From quick weeknight dinners to crowd-pleasing weekend options, this menu incorporates seasonal produce, lean proteins, and smart carbohydrate choices. Each recipe has been carefully selected to maximize flavor while minimizing points, ensuring you never feel deprived while working toward your health goals. The best part? These meals are family-friendly, meaning you won’t need to prepare separate dishes for yourself and your loved ones.
And as always, I’ve included a complete shopping list, prep-ahead tips, and point values for each meal. Whether you’re a seasoned WW member or just starting your wellness journey, this week’s meal plan provides the structure, variety, and satisfaction you need to make healthy eating enjoyable and sustainable. Let’s dive into a week of delicious, points-friendly eating!

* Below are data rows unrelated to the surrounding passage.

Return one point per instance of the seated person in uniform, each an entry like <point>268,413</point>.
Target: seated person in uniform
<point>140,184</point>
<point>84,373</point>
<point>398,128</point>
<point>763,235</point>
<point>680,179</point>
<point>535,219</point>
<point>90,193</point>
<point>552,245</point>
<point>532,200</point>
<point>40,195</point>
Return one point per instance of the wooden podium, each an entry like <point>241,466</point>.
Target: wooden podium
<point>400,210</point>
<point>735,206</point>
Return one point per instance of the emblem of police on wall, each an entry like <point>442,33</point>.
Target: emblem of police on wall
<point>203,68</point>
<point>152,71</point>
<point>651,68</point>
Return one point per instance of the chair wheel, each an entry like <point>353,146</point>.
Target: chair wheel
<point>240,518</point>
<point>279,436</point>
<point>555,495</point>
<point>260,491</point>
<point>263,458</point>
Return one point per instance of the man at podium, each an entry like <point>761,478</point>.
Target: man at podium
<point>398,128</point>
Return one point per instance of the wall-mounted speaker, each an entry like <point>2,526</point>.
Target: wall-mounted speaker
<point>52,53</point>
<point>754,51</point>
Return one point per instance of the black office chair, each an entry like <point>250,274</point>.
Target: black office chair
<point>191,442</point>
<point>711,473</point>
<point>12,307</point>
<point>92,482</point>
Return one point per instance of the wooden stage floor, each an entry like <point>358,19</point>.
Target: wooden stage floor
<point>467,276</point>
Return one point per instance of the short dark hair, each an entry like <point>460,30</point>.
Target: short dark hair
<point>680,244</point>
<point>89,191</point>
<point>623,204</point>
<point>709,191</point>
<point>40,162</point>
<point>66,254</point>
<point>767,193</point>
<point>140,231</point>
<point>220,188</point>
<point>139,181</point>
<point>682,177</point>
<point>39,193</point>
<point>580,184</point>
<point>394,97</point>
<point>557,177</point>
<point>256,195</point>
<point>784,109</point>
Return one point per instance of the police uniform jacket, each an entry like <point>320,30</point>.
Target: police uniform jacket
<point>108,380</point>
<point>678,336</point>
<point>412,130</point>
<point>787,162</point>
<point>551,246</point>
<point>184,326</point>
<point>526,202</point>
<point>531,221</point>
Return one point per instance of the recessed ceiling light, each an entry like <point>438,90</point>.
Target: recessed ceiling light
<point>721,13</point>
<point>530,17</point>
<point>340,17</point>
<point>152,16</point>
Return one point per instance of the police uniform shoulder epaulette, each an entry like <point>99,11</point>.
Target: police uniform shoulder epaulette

Free WW Meal Plan SUNDAY March 23rd
B: WW Sticky Buns (5 points) + Boiled Eggs (0 points)
L: Southwest Egg Roll Bowl (3 points)
D: Stracciatella Soup (2 points)
Dessert: Red Velvet Bars (1 point)
Total WW Points: 11
Notes: Ever wanted sticky buns while on a diet? Well now you can have them with these delicious 5 point ones! Perfect for a Sunday morning.
Free WW Meal Plan MONDAY March 24th
B: Egg Muffins (2 points)
L: Vietnamese Spring Roll Bowl (1 point)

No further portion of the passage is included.